Rileys Haut fing an zu prickeln, als sie das Foto in den Händen hielt.
"Was ist aus Moran geworden?" fragte sie.
Kelsey schüttelte missbilligend den Kopf.
"Er ist immer noch da draußen", sagte sie. "Ich habe mir oft gewünscht, wir hätten diesen Deal nicht gemacht. Seit Jahren leitet er jetzt schon alle möglichen Gangaktivitäten. Die jungen Gangmitglieder sehen zu ihm auf und bewundern ihn. Er ist clever und schwer zu fassen. Die örtliche Polizei und das Büro waren nicht in der Lage, ihm das Handwerk zu legen."
Das prickelnde Gefühl nahm zu. Riley fand sich in Hatchers Gedanken wieder, wie er jahrzehntelang im Gefängnis über Morans Verrat nachgegrübelt hatte.
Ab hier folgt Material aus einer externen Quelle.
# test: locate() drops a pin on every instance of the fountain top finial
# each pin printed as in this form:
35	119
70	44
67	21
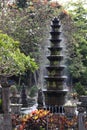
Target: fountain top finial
55	20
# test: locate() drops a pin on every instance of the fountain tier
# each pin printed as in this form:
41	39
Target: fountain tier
55	91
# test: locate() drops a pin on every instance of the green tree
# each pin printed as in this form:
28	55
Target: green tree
78	60
12	60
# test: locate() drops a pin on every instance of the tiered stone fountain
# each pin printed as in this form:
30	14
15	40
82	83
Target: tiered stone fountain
55	92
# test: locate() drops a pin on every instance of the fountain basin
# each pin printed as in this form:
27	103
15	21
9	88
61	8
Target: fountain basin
58	48
55	97
56	78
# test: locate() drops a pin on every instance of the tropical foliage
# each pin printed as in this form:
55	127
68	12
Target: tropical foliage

In Hatchers moralischem Universum verdiente so ein Mann es nicht, zu leben. Und Gerechtigkeit war lange überfällig.
"Haben Sie eine aktuelle Adresse für ihn?" fragte Riley Kelsey.
"Nein, aber ich bin sicher, dass das Büro sie hat. Warum?"
Riley atmete tief durch.
"Weil Shane Hatcher dort hingeht, um ihn zu töten."